For example, studies attempting to differentiate between dementi

For example, studies attempting to differentiate between dementing conditions of different etiologies, such as

vascular dementia as compared with AD, have found little evidence of differential diagnostic utility from neuropsychological assessment.18 In fact, a fascinating book by Zakzanis et al19 that broadly approached this topic has suggested that for many conditions there is very little differential diagnostic information contained in a neuropsychological assessment that even allows for differentiation between healthy populations Inhibitors,research,lifescience,medical and patients with a variety of neuropsychiatric conditions. Their meta-analysis includes all of the research published on neuropsychological test differences between healthy controls and several neuropsychiatric target populations during the years 1980-1997. As a result, there is a wealth of detail on how much information each of these neuropsychological tests provides for test-based differential diagnosis of the target populations compared Inhibitors,research,lifescience,medical with healthy comparison subjects. It is important in this area to consider the differences between differential diagnosis and statistically significant differences Inhibitors,research,lifescience,medical in performance across different conditions. An effect size of .6 SD in the difference of two means, by convention a large effect and easy to detect in samples as small as 20 individuals per group, is associated with 62% overlap between the two samples. In order to be able Inhibitors,research,lifescience,medical to tell with 90% certainty

that an individual’s test score is consistent with a psychiatric or neurological diagnosis and not part

of the lower end of the distribution of healthy, an average difference of about 2.5 SD between populations is required. Many statistically significant differences between samples would fare poorly as candidates for differential Inhibitors,research,lifescience,medical diagnosis. For example, people with schizophrenia routinely have more significant cognitive deficits than people with bipolar disorder, regardless of the mood state of the bipolar patients.20 However, since bipolar patients themselves are more impaired in their cognitive performance than healthy people, there is substantial overlap in the distributions of cognitive Adenosine triphosphate performance between people with schizophrenia and bipolar disorder and minimal differential diagnostic information available.
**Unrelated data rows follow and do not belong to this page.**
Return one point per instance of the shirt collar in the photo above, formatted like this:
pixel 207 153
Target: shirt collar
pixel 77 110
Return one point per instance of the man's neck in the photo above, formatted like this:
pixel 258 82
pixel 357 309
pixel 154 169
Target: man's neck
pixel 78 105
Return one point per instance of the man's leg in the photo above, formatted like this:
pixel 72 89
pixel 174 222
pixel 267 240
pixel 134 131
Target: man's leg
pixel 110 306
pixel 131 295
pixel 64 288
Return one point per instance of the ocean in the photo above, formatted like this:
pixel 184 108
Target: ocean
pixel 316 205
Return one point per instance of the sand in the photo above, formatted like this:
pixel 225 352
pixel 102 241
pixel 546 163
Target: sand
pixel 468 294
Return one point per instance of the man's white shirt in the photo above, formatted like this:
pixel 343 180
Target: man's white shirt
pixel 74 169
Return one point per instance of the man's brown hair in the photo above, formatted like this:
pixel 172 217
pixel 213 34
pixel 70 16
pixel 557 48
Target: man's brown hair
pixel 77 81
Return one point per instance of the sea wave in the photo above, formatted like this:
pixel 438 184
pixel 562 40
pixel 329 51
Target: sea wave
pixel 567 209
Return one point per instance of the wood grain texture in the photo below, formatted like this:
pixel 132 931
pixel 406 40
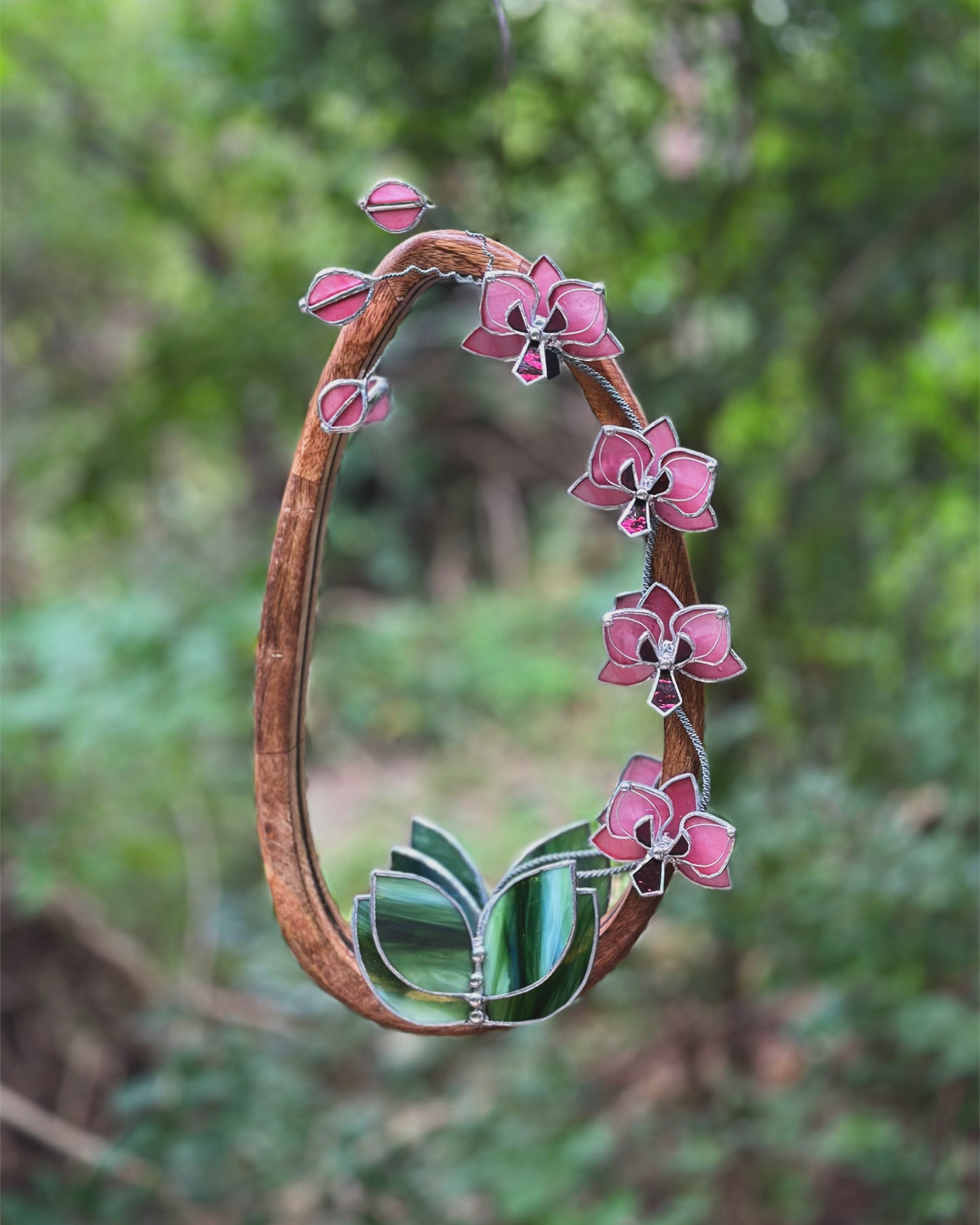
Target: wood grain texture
pixel 309 916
In contrast to the differences between people with AD and healthy populations on delayed recall memory, there is little discrimination between bipolar and schizophrenia populations. The distributions of patients with severe mental illness and healthy people have substantial overlap. As can be seen in Figure 1, there is considerable overlap in the distributions of scores on neuropsychological assessments of people with schizophrenia and healthy people, even if the means of the distributions are two full standard deviations apart. The r-BANS21 is an abbreviated neuropsychological assessment that examines multiple ability domains in a repeatable format.